S’il étoit possible de pénétrer de ces vérités importantes les habitans de nos campagnes, & de leur persuader que les années les moins riches en grain, sont extrêmement abondantes en pommes de terre, & vice versa, que la même plante peut servir également à la boulangerie, dans la cuisine, & dans la basse cour, sans doute on les verroit bientôt bêcher le coin d’un jardin ou d’un verger qui rapportoit au plus un boisseau de pois ou de haricots, pour y planter ces racines dont le produit procureroit une subsistance toujours assurée dans les plus mauvaises années : on verroit les pauvres vignerons, au lieu de se nourrir d’un mauvais pain composé d’orge, d’avoine, de sarrasin & de criblâtes où l’y vraie domine, (trop heureux encore quand ils en ont leur suffisance,) mettre au pied de leurs vignes des pommes de terre, & se ménager une ressource alimentaire, si propre à leur donner cette vigueur qui caractérise les habitans du nord de la France, chez lesquels elles forment pendant l’hiver la base de la nourriture. Enfin, on verroit les cultivateurs laborieux & intelligens, tirer d’une petite étendue de terrain le plus médiocre, de quoi faire vivre toute leur famille, fût-elle très-nombreuse, jusqu’au retour de l’abondance.

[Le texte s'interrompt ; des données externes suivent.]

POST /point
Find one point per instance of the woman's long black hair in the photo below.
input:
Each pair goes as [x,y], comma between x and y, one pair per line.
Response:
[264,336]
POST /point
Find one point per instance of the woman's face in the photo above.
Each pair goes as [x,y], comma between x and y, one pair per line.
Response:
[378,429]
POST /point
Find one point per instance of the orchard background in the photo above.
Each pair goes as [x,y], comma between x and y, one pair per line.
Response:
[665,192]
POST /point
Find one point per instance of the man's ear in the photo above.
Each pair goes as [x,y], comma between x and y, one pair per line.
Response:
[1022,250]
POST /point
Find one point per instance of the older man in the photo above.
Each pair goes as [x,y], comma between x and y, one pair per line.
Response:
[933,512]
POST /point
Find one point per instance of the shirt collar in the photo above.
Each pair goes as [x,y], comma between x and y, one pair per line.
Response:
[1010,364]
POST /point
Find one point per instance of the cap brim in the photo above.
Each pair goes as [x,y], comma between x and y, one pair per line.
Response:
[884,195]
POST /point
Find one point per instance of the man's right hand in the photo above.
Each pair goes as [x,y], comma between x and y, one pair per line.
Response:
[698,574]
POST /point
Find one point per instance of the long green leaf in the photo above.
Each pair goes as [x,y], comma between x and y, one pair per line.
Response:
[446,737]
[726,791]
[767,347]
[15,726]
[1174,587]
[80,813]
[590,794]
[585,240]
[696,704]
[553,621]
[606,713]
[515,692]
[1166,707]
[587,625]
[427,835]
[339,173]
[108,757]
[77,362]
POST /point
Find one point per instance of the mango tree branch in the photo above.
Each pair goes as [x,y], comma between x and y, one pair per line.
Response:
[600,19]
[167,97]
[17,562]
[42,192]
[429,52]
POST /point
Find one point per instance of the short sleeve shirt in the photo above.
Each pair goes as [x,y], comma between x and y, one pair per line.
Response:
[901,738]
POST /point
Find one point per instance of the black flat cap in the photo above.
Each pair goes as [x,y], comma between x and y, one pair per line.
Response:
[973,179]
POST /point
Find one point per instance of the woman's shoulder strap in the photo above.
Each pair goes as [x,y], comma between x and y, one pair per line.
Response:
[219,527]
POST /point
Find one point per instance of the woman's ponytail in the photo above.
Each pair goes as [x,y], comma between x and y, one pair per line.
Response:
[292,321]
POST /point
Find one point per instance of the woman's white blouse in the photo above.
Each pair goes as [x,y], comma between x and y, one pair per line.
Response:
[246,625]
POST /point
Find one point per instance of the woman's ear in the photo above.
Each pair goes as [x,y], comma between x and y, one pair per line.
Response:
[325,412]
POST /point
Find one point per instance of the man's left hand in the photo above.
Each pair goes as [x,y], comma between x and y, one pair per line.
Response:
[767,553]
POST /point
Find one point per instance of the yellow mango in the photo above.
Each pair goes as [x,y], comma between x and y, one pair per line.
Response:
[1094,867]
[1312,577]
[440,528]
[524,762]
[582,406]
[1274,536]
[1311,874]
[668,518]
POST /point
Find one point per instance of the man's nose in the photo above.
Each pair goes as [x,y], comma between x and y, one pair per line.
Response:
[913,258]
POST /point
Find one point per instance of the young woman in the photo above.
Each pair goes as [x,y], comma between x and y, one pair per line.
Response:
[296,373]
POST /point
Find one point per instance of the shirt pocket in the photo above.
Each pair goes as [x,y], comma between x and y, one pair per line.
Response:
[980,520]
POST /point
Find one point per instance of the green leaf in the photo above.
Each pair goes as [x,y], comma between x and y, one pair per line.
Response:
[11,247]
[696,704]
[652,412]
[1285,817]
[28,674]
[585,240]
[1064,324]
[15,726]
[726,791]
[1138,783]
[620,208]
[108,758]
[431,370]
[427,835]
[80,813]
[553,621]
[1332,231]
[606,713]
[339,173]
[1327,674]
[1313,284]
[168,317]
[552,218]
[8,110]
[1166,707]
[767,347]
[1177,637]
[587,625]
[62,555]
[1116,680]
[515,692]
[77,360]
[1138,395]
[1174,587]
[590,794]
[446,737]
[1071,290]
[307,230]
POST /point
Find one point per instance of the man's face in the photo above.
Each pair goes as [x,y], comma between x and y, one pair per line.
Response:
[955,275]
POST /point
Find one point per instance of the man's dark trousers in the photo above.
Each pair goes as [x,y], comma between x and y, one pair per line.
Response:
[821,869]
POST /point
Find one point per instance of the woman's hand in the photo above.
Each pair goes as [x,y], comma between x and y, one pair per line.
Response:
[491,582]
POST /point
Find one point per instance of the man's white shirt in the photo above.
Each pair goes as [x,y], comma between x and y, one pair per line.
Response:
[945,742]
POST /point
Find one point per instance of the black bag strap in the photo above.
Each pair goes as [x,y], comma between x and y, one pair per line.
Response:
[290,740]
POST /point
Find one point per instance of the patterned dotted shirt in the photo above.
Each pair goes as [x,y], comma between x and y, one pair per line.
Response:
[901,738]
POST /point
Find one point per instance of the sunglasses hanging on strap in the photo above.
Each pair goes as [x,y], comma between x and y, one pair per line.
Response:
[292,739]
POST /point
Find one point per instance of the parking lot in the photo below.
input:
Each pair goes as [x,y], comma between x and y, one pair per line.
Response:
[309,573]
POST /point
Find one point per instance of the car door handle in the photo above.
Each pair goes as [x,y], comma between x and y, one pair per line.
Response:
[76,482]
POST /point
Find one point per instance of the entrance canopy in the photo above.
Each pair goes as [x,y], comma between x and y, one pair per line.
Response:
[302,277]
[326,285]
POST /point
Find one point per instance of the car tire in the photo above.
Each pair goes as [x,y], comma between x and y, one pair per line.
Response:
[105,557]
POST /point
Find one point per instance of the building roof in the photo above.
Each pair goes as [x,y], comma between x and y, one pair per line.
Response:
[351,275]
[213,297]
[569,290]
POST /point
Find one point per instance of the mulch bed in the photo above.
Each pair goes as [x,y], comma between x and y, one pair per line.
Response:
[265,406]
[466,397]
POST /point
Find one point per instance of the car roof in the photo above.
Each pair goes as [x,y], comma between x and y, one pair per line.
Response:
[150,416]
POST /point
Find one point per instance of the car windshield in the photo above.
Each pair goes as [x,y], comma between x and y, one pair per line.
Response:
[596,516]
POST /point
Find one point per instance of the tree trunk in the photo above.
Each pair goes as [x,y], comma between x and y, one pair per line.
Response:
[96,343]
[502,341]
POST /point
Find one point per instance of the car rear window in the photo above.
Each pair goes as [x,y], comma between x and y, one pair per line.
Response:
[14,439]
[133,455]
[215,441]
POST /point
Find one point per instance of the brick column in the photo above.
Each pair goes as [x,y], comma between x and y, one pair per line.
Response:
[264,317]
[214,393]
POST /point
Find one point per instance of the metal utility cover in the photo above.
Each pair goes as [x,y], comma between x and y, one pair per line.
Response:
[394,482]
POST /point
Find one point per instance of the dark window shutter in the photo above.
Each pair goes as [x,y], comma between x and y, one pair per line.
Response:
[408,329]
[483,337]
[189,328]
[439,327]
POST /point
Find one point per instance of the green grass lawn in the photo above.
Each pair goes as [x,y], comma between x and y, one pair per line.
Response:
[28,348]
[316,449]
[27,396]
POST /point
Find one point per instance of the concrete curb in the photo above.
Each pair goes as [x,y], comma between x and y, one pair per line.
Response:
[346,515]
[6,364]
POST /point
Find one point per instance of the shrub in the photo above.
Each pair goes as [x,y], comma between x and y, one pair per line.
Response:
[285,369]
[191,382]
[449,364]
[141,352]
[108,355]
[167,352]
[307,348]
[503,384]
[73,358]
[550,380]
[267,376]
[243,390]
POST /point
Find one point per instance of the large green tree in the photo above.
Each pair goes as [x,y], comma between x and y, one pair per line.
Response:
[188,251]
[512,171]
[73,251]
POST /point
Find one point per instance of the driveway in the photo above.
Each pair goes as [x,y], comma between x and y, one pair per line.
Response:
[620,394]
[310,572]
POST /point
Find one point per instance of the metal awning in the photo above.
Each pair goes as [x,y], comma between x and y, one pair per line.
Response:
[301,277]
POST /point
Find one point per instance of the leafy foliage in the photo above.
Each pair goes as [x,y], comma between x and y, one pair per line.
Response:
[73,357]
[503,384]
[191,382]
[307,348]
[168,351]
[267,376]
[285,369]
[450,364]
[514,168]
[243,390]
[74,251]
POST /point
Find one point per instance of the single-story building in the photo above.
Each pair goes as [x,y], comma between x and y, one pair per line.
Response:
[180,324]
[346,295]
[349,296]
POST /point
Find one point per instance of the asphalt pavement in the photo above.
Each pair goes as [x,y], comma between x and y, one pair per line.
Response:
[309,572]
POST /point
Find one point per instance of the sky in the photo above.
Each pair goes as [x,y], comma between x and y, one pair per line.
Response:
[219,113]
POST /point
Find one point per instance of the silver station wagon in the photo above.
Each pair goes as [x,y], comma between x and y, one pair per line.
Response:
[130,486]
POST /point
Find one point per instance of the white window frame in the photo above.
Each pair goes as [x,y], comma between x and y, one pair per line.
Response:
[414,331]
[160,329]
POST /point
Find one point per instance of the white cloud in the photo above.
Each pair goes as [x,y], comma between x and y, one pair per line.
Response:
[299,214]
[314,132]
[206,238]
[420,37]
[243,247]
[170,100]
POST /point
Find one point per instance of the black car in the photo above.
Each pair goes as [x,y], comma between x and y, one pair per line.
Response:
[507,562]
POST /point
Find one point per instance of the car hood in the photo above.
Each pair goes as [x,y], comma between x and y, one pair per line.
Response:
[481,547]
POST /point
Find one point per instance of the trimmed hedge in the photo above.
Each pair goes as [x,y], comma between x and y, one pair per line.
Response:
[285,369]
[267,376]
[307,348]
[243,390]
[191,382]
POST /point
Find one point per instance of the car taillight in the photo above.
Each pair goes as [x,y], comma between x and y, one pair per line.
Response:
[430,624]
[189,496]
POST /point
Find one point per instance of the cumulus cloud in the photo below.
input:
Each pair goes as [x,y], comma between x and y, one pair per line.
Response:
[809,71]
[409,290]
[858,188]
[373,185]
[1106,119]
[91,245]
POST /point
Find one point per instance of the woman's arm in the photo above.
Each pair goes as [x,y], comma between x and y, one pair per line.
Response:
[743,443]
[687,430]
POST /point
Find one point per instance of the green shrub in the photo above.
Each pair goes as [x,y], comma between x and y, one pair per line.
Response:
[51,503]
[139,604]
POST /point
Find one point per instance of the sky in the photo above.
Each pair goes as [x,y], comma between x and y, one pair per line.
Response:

Quand on réfléchit que la plus grande fertilité du sol, & l’industrie du cultivateur ne sauroient mettre le meilleur pays à l’abri de la famine, & que les pommes de terre qui se développent avec sureté dans l’intérieur du sol, peuvent devenir un remède contre la disette accidentelle des grains que la gelée, les orages, la grêle & les vents, ravagent à la surface, & donner sans aucun apprêt une nourriture aussi simple que commode, on a droit d’être étonné, formalisé même, de l’indifférence qui règne encore dans certains cantons pour cette espèce de dédommagement dont il ne tiendroit qu’à eux de profiter : les habitans des campagnes travaillant beaucoup, & gagnant peu, trouveroient dans ce supplément de production une ressource conforme à leurs moyens, & que nulle autre n’est en état de leur procurer aussi abondamment.